Speaking to FTAdviser, Adrian Boulding warned this was a “serious issue that will get worse rapidly”, predicting the government’s previous prediction that 50m pension pots could be stranded by 2050 could be multiplied by 10.

“We have brought the high-turnover sector of the workforce into pensions for the first time via auto-enrolment, which is great, but it does mean that they’ll be collecting multiple small pots up over a lifetime.

“Unfortunately it appears that the DWP has [dropped] tools for the moment, as an outcome of austerity and more pressure on government departments, so I think the industry must step up.”

With his other new hat on, that of principal consultant at software firm Dunstan Thomas, Mr Boulding explained that it has prototype software which enables savers to see all their schemes in one place, potentially lessening the communications duplication for providers.

“This would require a coalition of the willing among the bigger providers, not necessarily all through this one system, but at least with systems capable of talking to each other.”

Mr Boulding gave his backing for the ‘pot-follows-member’ approach to dealing with multiple small pensions that was adopted by former pensions minister Steve Webb under the coalition government, after a consultation on the issue which left the industry divided.

The system would mean any workplace pension pot of less than £10,000 automatically moves along with a person’s change in job, and at the end of last year Mr Webb stated it was due to take effect from October 2016.

In February this year, the Department for Work and Pensions unveiled how automated transfers will work in practice, detailing a ‘network’ of registers for pension schemes to use when moving pots through a ‘federated model’.
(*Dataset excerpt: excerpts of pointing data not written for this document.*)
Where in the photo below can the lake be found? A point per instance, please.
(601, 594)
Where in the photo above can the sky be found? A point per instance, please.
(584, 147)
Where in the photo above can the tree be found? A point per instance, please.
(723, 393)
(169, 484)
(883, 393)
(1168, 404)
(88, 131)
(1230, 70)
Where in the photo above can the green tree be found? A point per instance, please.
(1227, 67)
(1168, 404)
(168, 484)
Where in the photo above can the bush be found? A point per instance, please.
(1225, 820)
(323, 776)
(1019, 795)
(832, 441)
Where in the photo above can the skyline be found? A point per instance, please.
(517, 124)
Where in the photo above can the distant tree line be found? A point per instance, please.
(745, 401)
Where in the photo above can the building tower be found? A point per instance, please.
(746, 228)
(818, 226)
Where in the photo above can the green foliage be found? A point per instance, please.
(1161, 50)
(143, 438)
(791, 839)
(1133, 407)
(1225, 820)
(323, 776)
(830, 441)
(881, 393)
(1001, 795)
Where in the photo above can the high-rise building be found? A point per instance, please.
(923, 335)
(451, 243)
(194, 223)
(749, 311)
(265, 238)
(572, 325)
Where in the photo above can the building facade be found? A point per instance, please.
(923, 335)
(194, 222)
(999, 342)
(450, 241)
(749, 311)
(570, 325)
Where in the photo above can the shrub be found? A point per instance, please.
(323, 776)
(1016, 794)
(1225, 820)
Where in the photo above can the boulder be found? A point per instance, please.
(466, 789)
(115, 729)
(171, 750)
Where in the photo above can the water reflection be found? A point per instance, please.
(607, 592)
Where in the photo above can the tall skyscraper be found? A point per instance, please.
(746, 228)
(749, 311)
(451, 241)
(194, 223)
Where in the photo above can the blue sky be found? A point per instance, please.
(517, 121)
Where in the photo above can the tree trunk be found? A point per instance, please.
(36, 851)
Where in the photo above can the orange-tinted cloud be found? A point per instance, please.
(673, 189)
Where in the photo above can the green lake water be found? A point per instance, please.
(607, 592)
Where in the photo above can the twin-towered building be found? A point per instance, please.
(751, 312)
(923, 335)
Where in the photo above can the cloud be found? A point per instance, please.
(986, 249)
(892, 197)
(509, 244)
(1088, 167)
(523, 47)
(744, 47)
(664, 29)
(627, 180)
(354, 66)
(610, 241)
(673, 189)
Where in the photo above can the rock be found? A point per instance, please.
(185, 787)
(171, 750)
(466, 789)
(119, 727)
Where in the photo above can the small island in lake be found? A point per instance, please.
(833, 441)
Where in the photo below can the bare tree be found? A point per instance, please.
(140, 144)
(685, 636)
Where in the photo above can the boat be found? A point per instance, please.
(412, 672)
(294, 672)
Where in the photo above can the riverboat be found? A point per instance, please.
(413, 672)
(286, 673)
However, in the summer, recently-appointed pensions minister Ros Altmann told FTAdviser she was working through a “whole range of issues” that were started by Mr Webb, including pot-follows-member, pensions dashboards, combined pension statements and defined ambition.

A statement from the DWP read: “Baroness Altmann has set out her immediate priorities, which include ensuring the continued smooth roll-out of AE to smaller employers and improving public understanding of state pension reform.

“The detail and timing of the government’s next steps on automatic transfers remain under consideration and will be announced in due course.”

Tom McPhail, Hargreaves Lansdown’s head of pensions research, argued that the pot-follows-member system needs a rethink.

“The critical question is to make sure that whatever solution is applied to the problem of small pots, it is consistent with the pension freedoms,” he commented.

Last week Robert DeDominicis, chief executive of platform engine GBST Wealth Management, said advisers wanting to know what the future holds for pension freedoms should look to his birthplace of Australia.

Speaking at the James Hay autumn conference on Thursday (17 September), Mr DeDominicis said the Australian government realised it had “to get ready for this online thing” and initiated the SuperStream reforms in the last 12 months that allowed pension transfers at the click of a button.